La corrupción es una inmoralidad que está causando un terrible daño en los pilares que sustentan la democracia española. Este argumento, cargado de certezas, está siendo aprovechado por políticos de nuevo cuño para tratar de "limpiar" nuestra democracia desde la perspectiva de una equivocada y peligrosa pureza ideológica. Destruir símbolos, erradicar tradiciones, estigmatizar creencias, no son más que actitudes acomplejadas de quienes temen que su impronta no perdure, quizá porque saben que la historia no perdona y condena a los mediocres al ostracismo más absoluto.

Todo esto en aras de un mal entendido concepto de libertad de expresión que al final se traduce en un terrible generador de odio. Los nuevos demócratas tratan de imponer su criterio en que la defensa de la democracia está en exhibir una bandera republicana, en criticar a la realeza, en cuestionar gratuitamente el funcionamiento de las instituciones que han sido la base del desarrollo de nuestra sociedad, en cuestionar la unidad de España, en condenar la tauromaquia o en mostrar desacuerdo por las manifestaciones religiosas como la Semana Santa o la cabalgata de los Reyes Magos, es decir, destruir símbolos y tradiciones para crear un orden ideológico nuevo.

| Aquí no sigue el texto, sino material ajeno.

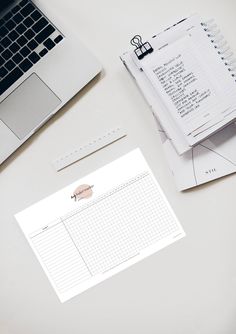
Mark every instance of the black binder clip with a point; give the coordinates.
(142, 49)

Esta perversión ideológica inviste a los destructores del sistema de una falsa superioridad frente a los reprimidos defensores. Parece que tenemos que escondernos, pedir perdón por llevar la bandera nacional, por acudir a actos religiosos o por luchar por la pervivencia de las tradiciones más arraigadas.

Al igual que soy consciente de la necesidad de adaptar las tradiciones e instituciones a los tiempos actuales, hay una mayoría silenciosa que está muy orgullosa de la herencia recibida, que debe manifestar sus creencias tal y como ellos consideren, sin vergüenza, y no permitir que los destructores del sistema, impongan su criterio. Si un país no preserva sus tradiciones y sus símbolos, es difícil que se respete a sí mismo.

Hay una tendencia a quitar la misa de los domingos en TVE, cambiar las cabalgatas de Reyes por otras manifestaciones lúdicas, suprimir las procesiones, descalificar todo discurso religioso en la vida política, es decir una tendencia hacia el laicismo radical que pretende una vida social y política libre de religión. Este planteamiento basado en una interpretación sesgada del principio de aconfesionalidad del Estado Español, trasgrede el más elemental principio de libertad de expresión y elimina arbitrariamente tradiciones que están muy arraigadas en el pueblo y que nadie, en nombre de no se sabe qué libertad, puede eliminar.

Esta laicidad que pretenden imponer algunos gobernantes vulnera la igualdad de trato que deben tener las personas en cuanto a la libertad ideológica y religiosa, ya que todas las convicciones forman parte de la vida social, afectando además, directa e indirectamente a la elaboración de las leyes que regulan la convivencia de los ciudadanos.

Hay infinidad de símbolos que para unos tienen connotaciones positivas y para otros negativas y ello no implica que de manera absoluta consideremos a unos como buenos y a otros como malos. Cambiarlos rompiendo las tradiciones, es una forma descarada de adoctrinamiento político y pone el énfasis en el momento político que se está viviendo, sin tener en cuenta la historia que los soportaba.

Es cierto que en la actualidad y debido a la profusión de sistemas de comunicación, los políticos se las tienen que ingeniar para que sus mensajes lleguen a sus votantes con el efecto que pretenden. Inculcar que todo lo antiguo es casposo y que limita la libertad individual, es desconocer el verdadero sentido de los símbolos. En éstos siempre hay una realidad presente y otra latente subjetivada, que no se puede ni se debe obviar. Su eliminación por imposición está abocada a un conflicto permanente y a un efecto boomerang difícil de prever.

En nuestro país estamos habituados a maltratar y avergonzarnos de los símbolos que nos han dado una identidad y han sido portadores de principios y valores que otros países de nuestro entorno muestran con orgullo. El revisionismo excluyente que están haciendo los nuevos políticos respecto a todo aquello que según sus criterios les molesta, nos avoca, si no ponemos remedio, a destruir una parte de nuestra identidad que nos conformó como nación.

¿Cuál es el criterio acertado para quitar una cabalgata, una procesión, un crucifijo, la imagen de una virgen o el busto del Rey en un espacio público y al mismo tiempo colocar un puño en otro espacio público? ¿El mensaje último de todo esto, no es la expresión de un valor? Ironías de la vida, quizá prepotencia o, quien sabe, quizá ignorancia.